FIG. 8 is a voltage waveform diagram of a snubber diode and a voltage waveform diagram of a GTO.

FIG. 9 is a voltage-current waveform diagram of a snubber diode.

FIG. 10 is an inverter circuit diagram in which a conventional ringing suppression circuit is connected.

FIG. 11 is a voltage waveform diagram of a diode.

[Explanation of symbols]

1 to 4 ... GTO, 5 to 8 ... free wheel diode,
9, 10 ... Anode reactor, 11-14 ... Snubber diode, 15-18 ... Snubber capacitor, 19-22
... Voltage clamp circuit diode, 23, 24 ... Clamp diode, 25-28 ... Voltage clamp circuit capacitor, 29, 30 ... Power supply capacitor, 31, 32 ... DC power supply, 33, 34 ... Energy regeneration circuit, 35 ... Resistor, 36
... Output terminal.

 ─────────────────────────────────────────────────── ─── Continuation of front page (72) Inventor Hiroshi Narita 7-2-1, Omika-cho, Hitachi-shi, Ibaraki Hitachi, Ltd. Electric Power & Electric Development Division (72) Inventor Kenichi Onda Omika-cho, Hitachi-shi, Ibaraki 7-2-1, Hitachi Ltd.

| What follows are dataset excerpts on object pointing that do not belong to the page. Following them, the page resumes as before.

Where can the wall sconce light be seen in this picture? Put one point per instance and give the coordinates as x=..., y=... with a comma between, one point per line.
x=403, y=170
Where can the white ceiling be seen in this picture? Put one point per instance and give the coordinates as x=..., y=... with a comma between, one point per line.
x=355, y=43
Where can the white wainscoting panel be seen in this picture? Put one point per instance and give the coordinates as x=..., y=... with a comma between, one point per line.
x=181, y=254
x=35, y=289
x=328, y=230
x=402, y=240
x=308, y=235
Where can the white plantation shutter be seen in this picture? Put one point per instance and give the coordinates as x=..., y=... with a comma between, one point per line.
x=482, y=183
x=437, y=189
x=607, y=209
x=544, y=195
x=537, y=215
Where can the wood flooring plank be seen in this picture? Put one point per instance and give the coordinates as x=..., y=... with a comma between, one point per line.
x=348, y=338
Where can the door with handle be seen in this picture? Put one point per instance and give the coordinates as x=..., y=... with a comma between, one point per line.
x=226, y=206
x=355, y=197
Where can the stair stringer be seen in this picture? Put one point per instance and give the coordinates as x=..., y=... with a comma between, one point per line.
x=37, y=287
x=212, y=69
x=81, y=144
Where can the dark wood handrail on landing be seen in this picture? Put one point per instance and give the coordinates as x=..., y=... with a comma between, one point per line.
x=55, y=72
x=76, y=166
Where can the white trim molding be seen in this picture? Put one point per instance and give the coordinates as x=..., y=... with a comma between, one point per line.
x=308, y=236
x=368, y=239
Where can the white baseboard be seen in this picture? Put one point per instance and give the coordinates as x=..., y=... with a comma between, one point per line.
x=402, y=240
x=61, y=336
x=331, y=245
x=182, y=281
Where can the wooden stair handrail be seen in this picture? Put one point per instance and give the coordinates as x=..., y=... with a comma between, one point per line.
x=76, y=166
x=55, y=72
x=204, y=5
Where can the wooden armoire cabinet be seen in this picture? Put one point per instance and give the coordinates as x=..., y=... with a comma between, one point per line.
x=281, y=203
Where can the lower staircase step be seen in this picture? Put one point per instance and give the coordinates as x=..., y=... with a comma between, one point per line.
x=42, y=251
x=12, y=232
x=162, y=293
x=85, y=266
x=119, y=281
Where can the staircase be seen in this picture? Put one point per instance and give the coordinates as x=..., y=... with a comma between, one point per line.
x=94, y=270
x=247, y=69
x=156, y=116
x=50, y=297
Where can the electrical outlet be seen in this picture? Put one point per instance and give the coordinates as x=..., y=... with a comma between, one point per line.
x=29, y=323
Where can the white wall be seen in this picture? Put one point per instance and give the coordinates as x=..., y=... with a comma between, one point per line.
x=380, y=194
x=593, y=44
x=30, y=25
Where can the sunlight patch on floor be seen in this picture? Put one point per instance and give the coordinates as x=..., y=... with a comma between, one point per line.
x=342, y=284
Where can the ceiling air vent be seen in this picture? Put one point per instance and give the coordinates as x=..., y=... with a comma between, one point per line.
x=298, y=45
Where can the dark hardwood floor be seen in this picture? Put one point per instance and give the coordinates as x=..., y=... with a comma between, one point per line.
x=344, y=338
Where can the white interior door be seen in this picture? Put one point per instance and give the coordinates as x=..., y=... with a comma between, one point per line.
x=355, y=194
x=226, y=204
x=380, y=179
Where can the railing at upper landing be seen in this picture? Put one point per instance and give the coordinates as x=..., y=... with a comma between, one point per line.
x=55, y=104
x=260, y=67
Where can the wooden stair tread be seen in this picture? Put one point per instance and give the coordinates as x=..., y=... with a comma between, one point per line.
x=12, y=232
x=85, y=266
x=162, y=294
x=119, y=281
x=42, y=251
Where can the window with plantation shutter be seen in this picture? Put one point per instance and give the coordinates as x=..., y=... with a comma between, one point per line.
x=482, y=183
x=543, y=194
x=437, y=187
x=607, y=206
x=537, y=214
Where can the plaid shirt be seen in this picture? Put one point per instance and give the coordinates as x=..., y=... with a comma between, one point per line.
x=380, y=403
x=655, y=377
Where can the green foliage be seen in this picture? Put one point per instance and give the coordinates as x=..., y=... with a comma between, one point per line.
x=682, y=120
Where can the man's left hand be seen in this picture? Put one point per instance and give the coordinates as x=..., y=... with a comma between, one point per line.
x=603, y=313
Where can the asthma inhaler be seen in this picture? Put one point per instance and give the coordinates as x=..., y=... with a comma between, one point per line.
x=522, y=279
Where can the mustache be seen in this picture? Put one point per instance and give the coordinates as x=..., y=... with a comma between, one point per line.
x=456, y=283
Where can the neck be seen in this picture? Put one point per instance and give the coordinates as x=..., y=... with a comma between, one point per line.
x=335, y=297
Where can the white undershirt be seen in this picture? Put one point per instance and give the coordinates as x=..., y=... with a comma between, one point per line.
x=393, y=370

Electric Power & Electric Development Division

Claims (5)

[Claims] 1. An inverter circuit comprising a plurality of snubbers and a voltage clamp circuit diode connected in series,
An inverter circuit characterized in that a series circuit of two sets of resistors and capacitors having different constants is connected to each diode. 2. The inverter circuit according to claim 1, wherein one of the two series circuits of the resistor and the capacitor is connected to only the capacitor. 3. An inverter circuit for collectively connecting a series circuit of a resistor and a capacitor to the plurality of snubbers and voltage clamp circuit diodes connected in series. 4. The inverter circuit according to claim 1, wherein a series circuit of two sets of resistors and capacitors having different constants is collectively connected to the plurality of diodes connected in series. 5. The inverter circuit according to claim 3, wherein a snubber diode or a voltage clamp circuit diode is individually connected in series with a resistor and a capacitor, or a capacitor is connected as necessary.